Rien de nouveau sous le soleil ?

Les questions que suscite la rénovation de l’école primaire genevoise n’auraient pas été posées il y a vingt ans, car une telle réforme n’était pas concevable à ce moment. Ce n’était pas faute de moyens : on était encore dans l’euphorie de la croissance économique. La première crise pétrolière venait d’y porter un coup d’arrêt décisif, mais on ne le mesurait pas encore. Ce n’était pas faute de concepts : c’est en 1966 que Pierre Bourdieu stigmatisait l’indifférence aux différences et montrait qu’il suffit d’ignorer les inégalités initiales devant la culture et la langue valorisées à l’école pour les transformer rapidement en inégalités de réussite. La même année, aux États-Unis, en empruntant d’autres chemins, Benjamin Bloom proposait de lutter contre l’échec scolaire par une pédagogie orientée vers des objectifs clairs, continûment ajustée à l’apprenant au gré des test formatifs et de remédiations individualisées. Les intuitions majeures de la pédagogie différenciée se précisaient, redonnant vie à des idées plus anciennes encore, celle d’école sur mesure (Claparède), d’enseignement individualisé (Dottrens), de centration sur l’apprenant, leit motiv de tous les courants d’école active et d’école nouvelle depuis le début du siècle.

Ce qu’il y a de neuf, c’est qu’il y a vingt ans, ces questions ne préoccupaient pas grand monde ! Seuls y travaillaient vraiment les militants de l’école active et de la démocratisation des études et les chercheurs en éducation proches de ces mouvements. Comme l’a montré Viviane Isambert-Jamati, il a fallu attendre les années 1950-1960 pour que l’échec scolaire devienne un problème de société et plus longtemps encore pour qu’on songe à s’y attaquer avec des " armes " pédagogiques. Il fallait, semble-t-il, éprouver au préalable les limites des mesures d’aide financière aux études et des réformes de structures, par exemple la généralisation de la scolarité préobligatoire ou la création d’une école moyenne du type du cycle d’orientation. Les premières tentatives proprement pédagogiques prenaient la forme de l’appui ou du soutien, formules qui paraissaient alors le comble de l’audace. Confier à d’autres enseignants, voire à d’autres professionnels (comme au Tessin) le soin d’aider les élèves en difficulté, voilà une forme de révolution qui entraînait un accroissement de la division du travail entre enseignants primaires et imposait une coopération entre les titulaires de classes et celles et ceux qu’on nommerait bien plus tard, à Genève, des GNT (généralistes non titulaires).

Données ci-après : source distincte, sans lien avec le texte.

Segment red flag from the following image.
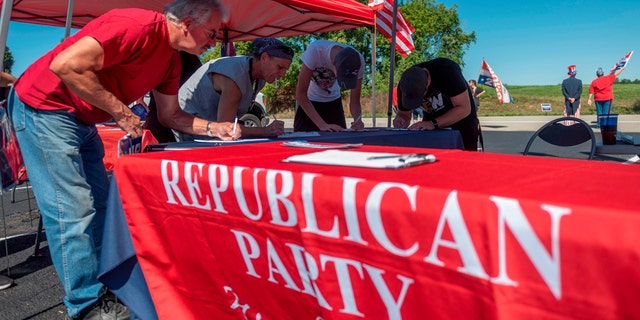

Ceux dont le cycle de vie professionnel a traversé ces vingt dernières années mesurent-ils le chemin parcouru ? Pas toujours, parce que nous avons doublement la mémoire courte. Nous perdons vite nos repères sociaux. Il suffit de se plonger dans un journal de 1975 pour percevoir l’évolution des mentalités. Mais en vivant au jour le jour cette évolution, nous la saisissons aussi mal que les transformations graduelles de nos proches. Aujourd’hui, par exemple, certaines des écoles qui se lancent dans la rénovation voudraient disposer d’un ordinateur par classe. Il y a vingt ans, les micro-ordinateurs n’existaient pas, ils ont à peine plus de dix ans ! Dans vingt ans, on s’étonnera peut-être qu’il ait fallu demander un ordinateur par classe alors que chaque enfant en possédera sans doute plus d’un avant de savoir lire…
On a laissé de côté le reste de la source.